Learning Registry resource data digital signature management
Project description
Learning Registry Envelope Signing and Validation Module
=========================================================
This is a Python module that may be used to sign, verify, and retrieve
PGP keys for Learning Registry envelopes.
License & Copyright
===================
Copyright 2011 SRI International
Licensed under the Apache License, Version 2.0 (the "License");
you may not use this file except in compliance with the License.
You may obtain a copy of the License at
http://www.apache.org/licenses/LICENSE-2.0
Unless required by applicable law or agreed to in writing, software
distributed under the License is distributed on an "AS IS" BASIS,
WITHOUT WARRANTIES OR CONDITIONS OF ANY KIND, either express or implied.
See the License for the specific language governing permissions and
Installation
============
1. Install [GNU Privacy Guard](http://www.gnupg.org/)

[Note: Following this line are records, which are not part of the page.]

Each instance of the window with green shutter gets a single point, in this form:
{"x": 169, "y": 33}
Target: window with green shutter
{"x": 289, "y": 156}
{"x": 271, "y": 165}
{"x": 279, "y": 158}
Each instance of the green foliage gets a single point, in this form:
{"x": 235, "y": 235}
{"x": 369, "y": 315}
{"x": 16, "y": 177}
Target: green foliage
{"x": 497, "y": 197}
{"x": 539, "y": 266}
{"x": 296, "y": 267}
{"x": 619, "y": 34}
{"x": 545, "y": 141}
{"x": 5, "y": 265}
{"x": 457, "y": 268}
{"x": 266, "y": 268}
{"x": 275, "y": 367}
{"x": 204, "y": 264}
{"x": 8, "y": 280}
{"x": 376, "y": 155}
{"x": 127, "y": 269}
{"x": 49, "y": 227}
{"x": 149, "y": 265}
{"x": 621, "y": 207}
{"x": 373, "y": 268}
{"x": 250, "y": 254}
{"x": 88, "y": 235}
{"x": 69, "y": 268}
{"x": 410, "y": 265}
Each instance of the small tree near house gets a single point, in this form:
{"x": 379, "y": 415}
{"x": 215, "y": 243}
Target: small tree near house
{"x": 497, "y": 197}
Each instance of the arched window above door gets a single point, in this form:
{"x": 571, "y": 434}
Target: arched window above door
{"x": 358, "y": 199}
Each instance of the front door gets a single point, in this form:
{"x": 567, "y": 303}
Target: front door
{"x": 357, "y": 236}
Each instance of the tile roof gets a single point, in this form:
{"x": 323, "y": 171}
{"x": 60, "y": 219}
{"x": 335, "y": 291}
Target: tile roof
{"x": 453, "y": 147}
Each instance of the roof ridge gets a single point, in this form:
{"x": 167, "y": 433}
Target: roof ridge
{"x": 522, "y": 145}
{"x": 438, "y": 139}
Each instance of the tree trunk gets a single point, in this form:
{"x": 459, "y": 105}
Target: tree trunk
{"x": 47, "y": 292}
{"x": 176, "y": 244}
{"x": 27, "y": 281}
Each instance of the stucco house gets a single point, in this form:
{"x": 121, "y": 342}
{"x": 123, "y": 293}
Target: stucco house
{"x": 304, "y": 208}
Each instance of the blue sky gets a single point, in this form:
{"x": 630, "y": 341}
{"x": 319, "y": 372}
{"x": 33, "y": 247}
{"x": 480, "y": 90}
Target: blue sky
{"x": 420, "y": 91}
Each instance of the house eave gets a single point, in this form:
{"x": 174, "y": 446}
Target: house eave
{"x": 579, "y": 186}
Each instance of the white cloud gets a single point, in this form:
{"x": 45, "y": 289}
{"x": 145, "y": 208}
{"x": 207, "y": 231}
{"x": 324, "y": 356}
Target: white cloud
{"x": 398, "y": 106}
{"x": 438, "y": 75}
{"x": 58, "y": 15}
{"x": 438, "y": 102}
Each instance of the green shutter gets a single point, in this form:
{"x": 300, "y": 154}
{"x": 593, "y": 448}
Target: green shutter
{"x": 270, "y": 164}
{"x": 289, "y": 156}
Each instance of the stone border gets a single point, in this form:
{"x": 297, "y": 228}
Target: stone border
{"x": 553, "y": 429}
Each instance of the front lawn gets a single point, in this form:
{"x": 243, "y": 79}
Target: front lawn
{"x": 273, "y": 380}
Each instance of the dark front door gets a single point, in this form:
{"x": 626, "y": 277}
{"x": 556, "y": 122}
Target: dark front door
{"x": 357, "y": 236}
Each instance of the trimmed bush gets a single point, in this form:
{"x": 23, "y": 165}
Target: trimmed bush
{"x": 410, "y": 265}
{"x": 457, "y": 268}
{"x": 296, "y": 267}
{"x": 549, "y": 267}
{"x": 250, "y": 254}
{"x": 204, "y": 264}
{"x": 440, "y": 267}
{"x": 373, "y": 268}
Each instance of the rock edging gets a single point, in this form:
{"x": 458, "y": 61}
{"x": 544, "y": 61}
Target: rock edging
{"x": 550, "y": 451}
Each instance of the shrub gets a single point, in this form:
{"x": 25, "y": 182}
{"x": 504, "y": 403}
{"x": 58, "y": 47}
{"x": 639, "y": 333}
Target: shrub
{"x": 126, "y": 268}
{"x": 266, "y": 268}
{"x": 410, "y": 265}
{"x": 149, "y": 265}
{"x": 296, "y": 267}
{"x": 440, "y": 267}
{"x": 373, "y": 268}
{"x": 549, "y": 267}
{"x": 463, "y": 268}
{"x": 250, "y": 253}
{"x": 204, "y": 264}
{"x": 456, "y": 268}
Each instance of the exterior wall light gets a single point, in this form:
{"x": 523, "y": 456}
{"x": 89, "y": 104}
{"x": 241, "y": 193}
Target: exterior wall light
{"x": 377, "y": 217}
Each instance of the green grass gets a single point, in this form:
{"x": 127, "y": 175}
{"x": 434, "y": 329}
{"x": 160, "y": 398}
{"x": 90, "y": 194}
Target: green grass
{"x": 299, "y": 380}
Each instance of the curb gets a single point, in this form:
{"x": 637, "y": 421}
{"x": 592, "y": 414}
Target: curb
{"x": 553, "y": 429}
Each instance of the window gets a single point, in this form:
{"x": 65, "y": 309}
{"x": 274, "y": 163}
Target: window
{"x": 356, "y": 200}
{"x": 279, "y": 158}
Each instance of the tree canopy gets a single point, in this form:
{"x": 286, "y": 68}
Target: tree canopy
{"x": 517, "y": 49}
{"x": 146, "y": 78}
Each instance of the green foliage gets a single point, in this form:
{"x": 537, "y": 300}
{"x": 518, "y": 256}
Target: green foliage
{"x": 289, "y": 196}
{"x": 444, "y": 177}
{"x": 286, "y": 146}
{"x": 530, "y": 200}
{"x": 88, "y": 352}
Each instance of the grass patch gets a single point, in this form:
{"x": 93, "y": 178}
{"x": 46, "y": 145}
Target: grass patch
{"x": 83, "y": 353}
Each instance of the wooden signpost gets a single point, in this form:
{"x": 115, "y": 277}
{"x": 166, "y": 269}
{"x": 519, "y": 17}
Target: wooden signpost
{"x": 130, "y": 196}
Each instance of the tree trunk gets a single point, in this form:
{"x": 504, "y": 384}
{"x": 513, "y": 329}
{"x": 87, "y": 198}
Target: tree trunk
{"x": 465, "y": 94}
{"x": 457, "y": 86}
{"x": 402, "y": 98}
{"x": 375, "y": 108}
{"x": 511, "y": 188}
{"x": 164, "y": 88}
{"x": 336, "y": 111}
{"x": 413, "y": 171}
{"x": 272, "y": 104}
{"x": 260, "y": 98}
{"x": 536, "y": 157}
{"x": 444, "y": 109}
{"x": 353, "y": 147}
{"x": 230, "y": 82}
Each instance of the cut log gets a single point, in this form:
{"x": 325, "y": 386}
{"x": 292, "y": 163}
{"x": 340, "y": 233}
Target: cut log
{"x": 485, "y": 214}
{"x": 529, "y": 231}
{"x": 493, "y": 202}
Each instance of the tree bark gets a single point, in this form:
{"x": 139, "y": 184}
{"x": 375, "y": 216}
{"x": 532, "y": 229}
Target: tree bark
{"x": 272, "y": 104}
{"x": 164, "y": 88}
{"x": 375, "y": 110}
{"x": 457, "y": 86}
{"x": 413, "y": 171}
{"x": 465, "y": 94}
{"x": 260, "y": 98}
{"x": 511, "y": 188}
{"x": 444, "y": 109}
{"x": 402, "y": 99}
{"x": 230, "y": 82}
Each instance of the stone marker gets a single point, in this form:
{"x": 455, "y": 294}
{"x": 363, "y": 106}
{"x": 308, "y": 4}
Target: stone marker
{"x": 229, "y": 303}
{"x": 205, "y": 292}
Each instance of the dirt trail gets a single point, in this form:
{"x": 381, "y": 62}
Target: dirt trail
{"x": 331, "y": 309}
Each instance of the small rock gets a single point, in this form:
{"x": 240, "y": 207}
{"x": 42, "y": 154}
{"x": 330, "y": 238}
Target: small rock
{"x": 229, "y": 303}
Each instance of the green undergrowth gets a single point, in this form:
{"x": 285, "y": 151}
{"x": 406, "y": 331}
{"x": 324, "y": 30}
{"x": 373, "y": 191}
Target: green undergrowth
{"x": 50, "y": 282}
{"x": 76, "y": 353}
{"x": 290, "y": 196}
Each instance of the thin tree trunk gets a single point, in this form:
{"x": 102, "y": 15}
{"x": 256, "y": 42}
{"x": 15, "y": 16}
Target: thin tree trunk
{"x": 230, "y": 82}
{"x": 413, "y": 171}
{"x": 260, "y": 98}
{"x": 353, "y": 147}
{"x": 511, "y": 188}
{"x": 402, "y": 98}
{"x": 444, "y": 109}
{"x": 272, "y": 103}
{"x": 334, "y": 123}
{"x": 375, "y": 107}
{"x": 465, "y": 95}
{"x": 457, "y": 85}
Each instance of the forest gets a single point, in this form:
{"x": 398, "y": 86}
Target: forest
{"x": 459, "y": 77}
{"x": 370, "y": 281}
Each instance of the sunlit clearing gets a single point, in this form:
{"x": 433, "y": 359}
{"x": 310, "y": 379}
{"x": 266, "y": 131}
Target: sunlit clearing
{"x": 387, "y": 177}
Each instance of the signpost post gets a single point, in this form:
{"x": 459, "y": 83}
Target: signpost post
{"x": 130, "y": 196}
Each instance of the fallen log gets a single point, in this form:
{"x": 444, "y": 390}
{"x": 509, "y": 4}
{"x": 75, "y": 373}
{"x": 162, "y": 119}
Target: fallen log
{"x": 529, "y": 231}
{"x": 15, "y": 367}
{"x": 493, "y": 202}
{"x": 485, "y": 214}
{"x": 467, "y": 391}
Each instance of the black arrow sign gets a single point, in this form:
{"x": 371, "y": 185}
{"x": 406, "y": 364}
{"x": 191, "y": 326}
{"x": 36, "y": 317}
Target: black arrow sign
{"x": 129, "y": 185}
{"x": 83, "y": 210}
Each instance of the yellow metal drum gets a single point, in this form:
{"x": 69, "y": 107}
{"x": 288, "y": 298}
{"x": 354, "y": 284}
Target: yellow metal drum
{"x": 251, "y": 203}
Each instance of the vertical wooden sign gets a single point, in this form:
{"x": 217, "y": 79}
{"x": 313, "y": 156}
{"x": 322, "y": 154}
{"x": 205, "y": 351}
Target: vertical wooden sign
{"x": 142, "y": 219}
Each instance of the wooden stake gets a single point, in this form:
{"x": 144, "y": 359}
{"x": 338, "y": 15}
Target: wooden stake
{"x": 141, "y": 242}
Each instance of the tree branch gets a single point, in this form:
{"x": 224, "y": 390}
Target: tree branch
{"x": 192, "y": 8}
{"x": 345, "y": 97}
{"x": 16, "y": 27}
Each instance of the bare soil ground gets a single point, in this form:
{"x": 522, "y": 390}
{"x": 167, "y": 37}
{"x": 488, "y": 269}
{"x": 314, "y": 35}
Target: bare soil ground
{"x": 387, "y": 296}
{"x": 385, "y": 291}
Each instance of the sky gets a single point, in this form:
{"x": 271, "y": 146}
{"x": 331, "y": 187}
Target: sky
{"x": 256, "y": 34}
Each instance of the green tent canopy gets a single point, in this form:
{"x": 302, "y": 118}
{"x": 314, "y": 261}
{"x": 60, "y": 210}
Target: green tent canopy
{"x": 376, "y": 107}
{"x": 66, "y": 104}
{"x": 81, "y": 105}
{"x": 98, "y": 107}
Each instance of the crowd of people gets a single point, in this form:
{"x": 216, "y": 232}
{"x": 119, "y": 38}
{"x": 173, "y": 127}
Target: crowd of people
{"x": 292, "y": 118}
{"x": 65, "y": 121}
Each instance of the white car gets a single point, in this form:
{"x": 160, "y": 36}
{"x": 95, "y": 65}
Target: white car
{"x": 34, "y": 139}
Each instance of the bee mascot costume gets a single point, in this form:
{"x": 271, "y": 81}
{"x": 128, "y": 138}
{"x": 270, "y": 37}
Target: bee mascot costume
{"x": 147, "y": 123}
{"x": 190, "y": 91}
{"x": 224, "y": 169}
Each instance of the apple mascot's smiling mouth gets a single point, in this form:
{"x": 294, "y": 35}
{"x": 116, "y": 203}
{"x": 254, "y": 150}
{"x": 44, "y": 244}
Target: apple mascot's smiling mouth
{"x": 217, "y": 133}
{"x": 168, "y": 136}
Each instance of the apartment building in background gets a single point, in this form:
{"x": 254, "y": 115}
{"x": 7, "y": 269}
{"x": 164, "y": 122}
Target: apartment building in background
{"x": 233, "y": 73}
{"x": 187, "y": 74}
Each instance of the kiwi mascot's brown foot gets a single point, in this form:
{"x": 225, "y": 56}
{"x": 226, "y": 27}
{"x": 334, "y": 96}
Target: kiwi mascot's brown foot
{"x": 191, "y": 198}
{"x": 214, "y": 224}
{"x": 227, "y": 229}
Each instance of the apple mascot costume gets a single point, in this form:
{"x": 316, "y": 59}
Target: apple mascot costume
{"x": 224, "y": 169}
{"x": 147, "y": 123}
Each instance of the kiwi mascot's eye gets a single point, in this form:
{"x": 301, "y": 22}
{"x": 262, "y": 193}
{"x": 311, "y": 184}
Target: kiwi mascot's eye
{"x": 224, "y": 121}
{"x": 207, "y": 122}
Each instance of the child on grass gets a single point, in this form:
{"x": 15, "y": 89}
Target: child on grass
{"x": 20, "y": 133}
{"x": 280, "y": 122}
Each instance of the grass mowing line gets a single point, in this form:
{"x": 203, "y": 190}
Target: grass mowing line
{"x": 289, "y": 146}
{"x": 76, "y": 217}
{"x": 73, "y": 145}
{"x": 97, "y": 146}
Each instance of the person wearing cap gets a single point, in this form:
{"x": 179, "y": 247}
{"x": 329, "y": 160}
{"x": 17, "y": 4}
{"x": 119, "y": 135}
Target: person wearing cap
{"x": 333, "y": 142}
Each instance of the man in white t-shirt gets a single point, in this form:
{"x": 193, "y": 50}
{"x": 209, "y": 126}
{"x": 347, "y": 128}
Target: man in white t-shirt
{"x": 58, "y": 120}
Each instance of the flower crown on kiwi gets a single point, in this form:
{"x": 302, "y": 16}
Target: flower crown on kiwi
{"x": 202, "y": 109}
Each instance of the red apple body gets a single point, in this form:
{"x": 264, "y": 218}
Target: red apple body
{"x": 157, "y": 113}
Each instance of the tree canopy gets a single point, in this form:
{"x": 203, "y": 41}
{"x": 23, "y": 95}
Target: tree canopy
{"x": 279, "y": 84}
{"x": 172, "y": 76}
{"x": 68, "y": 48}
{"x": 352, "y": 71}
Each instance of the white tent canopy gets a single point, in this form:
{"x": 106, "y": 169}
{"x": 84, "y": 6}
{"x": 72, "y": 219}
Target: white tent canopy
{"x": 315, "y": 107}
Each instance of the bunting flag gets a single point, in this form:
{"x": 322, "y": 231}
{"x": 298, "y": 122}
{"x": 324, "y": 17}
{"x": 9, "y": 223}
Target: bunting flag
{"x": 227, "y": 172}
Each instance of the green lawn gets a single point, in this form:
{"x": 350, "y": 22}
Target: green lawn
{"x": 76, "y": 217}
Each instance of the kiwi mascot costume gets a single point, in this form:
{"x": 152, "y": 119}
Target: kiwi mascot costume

2. Download the latest release from the [src/dist](./LRSignature/tree/master/src/dist)
3. Install with pip
pip install LRSignature-<version>.tar.gz
4. There is no step four! Done.
Usage
=====
#!/usr/bin/env python
from LRSignature.sign.Sign import Sign_0_21
from LRSignature.verify.Verify import Verify_0_21
import simplejson as json
envelope = '''
{
"_id":"00e3f67232e743b6bc2a079bd98ff55a",
"_rev":"1-8163d32f6cc9996f2b7228d8b5db7962",
"doc_type":"resource_data",
"update_timestamp":"2011-03-14 13:36:04.617999",
"resource_data":"<oai_dc:dc xmlns:oai_dc=\\"http://www.openarchives.org/OAI/2.0/oai_dc/\\" xmlns:dc=\\"http://purl.org/dc/elements/1.1/\\" xmlns:xsi=\\"http://www.w3.org/2001/XMLSchema-instance\\" xmlns=\\"http://www.openarchives.org/OAI/2.0/\\" xsi:schemaLocation=\\"http://www.openarchives.org/OAI/2.0/oai_dc/ http://www.openarchives.org/OAI/2.0/oai_dc.xsd\\">\\n<dc:title>A chat about America. October and November, 1884.</dc:title>\\n<dc:creator>J. P.</dc:creator>\\n<dc:subject>United States--Description and travel.</dc:subject>\\n<dc:description>\\"Printed for private circulation only.\\"</dc:description>\\n<dc:description>Electronic reproduction. Washington, D.C. : Library of Congress, [2002-2003]</dc:description>\\n<dc:publisher>Manchester, Palmer & Howe</dc:publisher>\\n<dc:date>1885</dc:date>\\n<dc:type>text</dc:type>\\n<dc:identifier>http://hdl.loc.gov/loc.gdc/lhbtn.12281</dc:identifier>\\n<dc:language>eng</dc:language>\\n<dc:coverage>United States</dc:coverage>\\n</oai_dc:dc>\\n ",
"keys":["United States--Description and travel.","eng"],
"submitter_type":"agent",
"resource_data_type":"metadata",
"payload_schema_locator":"http://www.openarchives.org/OAI/2.0/oai_dc/ http://www.openarchives.org/OAI/2.0/oai_dc.xsd",
"payload_placement":"inline",
"submitter":"NSDL 2 LR Data Pump",
"payload_schema":["oai_dc"],
"node_timestamp":"2011-03-14 13:36:04.617999",
"doc_version":"0.10.0",
"create_timestamp":"2011-03-14 13:36:04.617999",
"active":true,
"publishing_node":"string",
"resource_locator":"http://hdl.loc.gov/loc.gdc/lhbtn.12281",
"doc_ID":"00e3f67232e743b6bc2a079bd98ff55a",
"TOS": {
"submission_TOS": "http://example.com/tos/unknown",
"submission_attribution": "unidentified"
}
}
'''
origJson = json.loads(envelope)
privateKeyLocation = ["http://www.example.com/example.asc"]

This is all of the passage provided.